How to archive research data from a modeling study

Why is it important to archive data properly? 

Good research practice requires that the data and methods described in a published article are accessible after the publication. There are several reasons to have a secure copy of all relevant data. With the model source, input files and model output, it is possible to prove that the data is genuine and not fabricated. It is also possible that years after the publication, the authors or other scientists would need part of the data or scripts for a follow-up study. Creating a secure archive can prevent data loss caused by hardware breakup or human error. Already when conducting research, it is a good idea to keep archiving in mind and document and organize data files and scripts appropriately. Placing data of a completed study in an archive also frees space from more expensive storage systems as  /stornext/field/ on Voima

What to archive

The exact list of objects to archive depends on each specific study, but some general guidelines can be given to archive data of a modeling study. This list is written with ECHAM-HAMMOZ in mind.

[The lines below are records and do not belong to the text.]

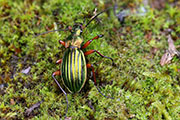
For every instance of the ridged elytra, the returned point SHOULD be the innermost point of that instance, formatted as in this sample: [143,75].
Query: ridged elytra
[73,64]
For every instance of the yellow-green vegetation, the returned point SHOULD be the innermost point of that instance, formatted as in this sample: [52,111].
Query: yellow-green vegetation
[142,88]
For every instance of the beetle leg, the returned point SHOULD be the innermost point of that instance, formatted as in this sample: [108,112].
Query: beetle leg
[89,41]
[59,61]
[94,77]
[53,75]
[92,51]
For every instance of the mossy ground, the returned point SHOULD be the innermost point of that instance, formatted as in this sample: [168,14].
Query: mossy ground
[142,88]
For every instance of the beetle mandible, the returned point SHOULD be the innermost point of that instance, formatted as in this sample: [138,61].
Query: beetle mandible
[73,64]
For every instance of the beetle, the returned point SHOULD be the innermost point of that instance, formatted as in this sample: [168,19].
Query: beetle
[73,67]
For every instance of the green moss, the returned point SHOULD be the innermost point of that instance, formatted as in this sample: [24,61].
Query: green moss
[141,87]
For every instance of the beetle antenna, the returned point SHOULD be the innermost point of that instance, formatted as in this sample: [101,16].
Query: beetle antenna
[96,16]
[102,93]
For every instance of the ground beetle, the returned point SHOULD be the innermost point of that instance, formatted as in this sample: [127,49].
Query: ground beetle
[73,64]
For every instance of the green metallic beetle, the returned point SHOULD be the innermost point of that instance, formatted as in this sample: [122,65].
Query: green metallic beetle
[73,64]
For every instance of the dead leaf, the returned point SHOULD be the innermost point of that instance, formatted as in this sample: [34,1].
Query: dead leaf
[170,53]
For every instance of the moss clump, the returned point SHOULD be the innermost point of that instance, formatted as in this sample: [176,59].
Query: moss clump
[142,88]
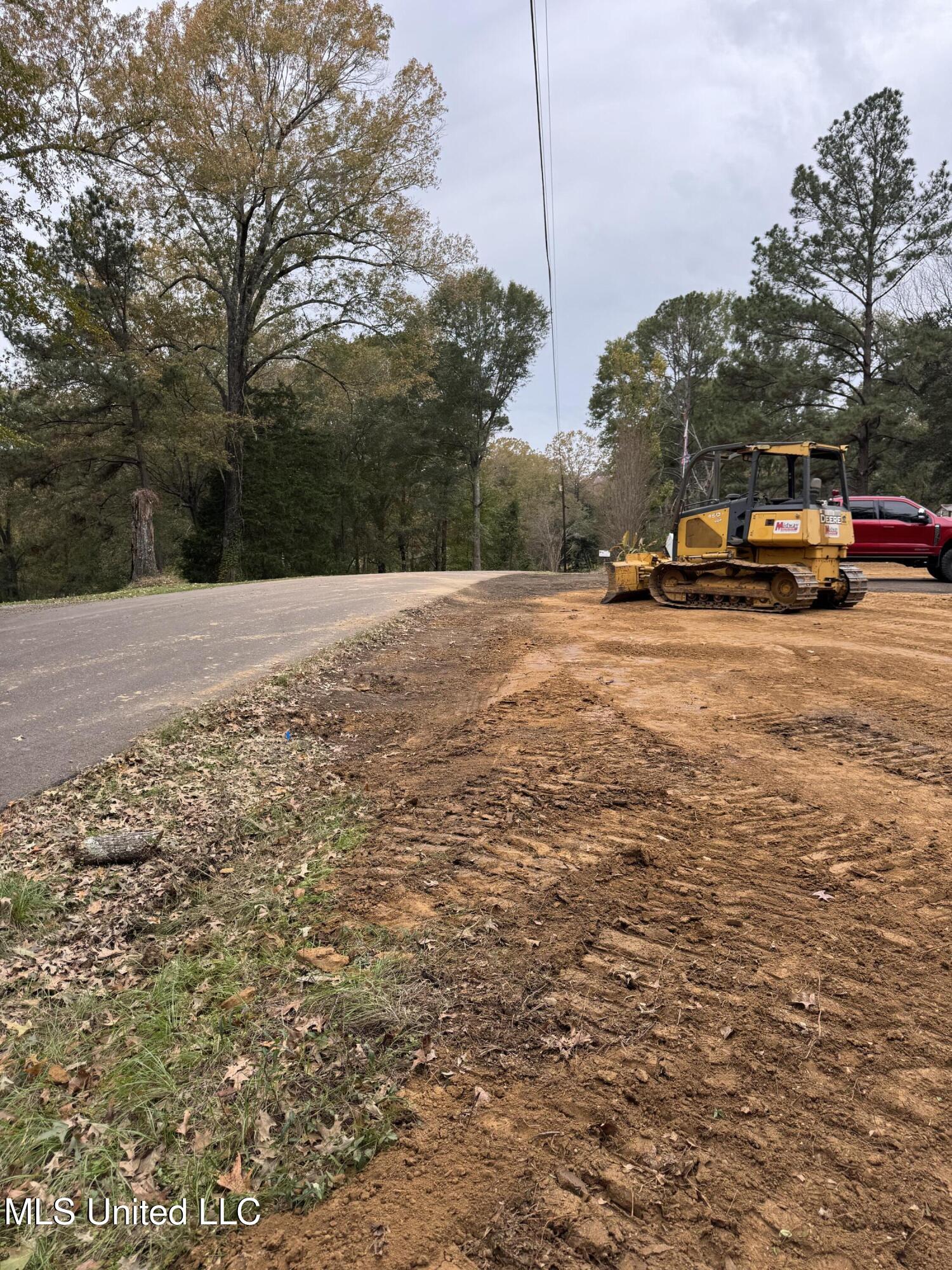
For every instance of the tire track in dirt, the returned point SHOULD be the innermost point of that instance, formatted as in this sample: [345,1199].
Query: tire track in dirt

  •  A general README file of the archived data set that explains what is included. A sample README file is provided at the end of this document
  • Additional README files can be placed in the subfolders with actual data files to provide more information (meta data)
  • Input files required to make the model runs. With ECHAM-HAMMOZ, it is probably an overkill to save the standard input files for each study as it takes a lot of space. Make only symbolic links to standard input files so they can be easily found if simulations have to be repeated later on. Archive only input files that are specific to your study. If these specific input files are currently used by others and they available elsewhere on Voima, it is sufficient to add symbolic links pointing to the input files.
  • Scripts used to make post-processing, other data analysis, and figures. Ideally, scripts used to make the figures in the publication should be clearly identified. Again, if you want to save disk space, and scripts are in current use and available elsewhere on Voima, it is sufficient to add symbolic links pointing to the scripts.
  • If the model source code is in a model repository (e.g. HAMMOZ Redmine), document the model revision in the README file. If the used model is not in a repository, archive the source code of the model version(s) used in the study.
  • Working directories of the model runs. These contain automatically links to input files, model run logs, first-order post-processing logs of model output, namelists, and other additional information which can be needed in future. The working directories takes also fairly little space so it's easiest to archive them entirely, provided that there are no redundant input files or a collection of unnecessary rerun files
  • Scripts from the co-authors, so that all relevant information about the study is archived in the same place
  • If there is no lack of hard disk space, archive post-processed model output data and their derivatives.
  • Tables or other forms of data that are only partly present in the manuscript
  • Any figures that are not present in the manuscript, but are either referenced in the text or otherwise important to the study 
  • Data or figures for the co-authors
  • Anything other that is crucial to reproduce the study or might be useful for follow-up studies by you or some others

Archive data on stornext

A folder /stornext/field/kuopiodata was created on Voima to store common data for the ISI modelling group. For the atmospheric and ocean modelling group (FMI Helsinki), a folder /stornext/field/hel551data was created.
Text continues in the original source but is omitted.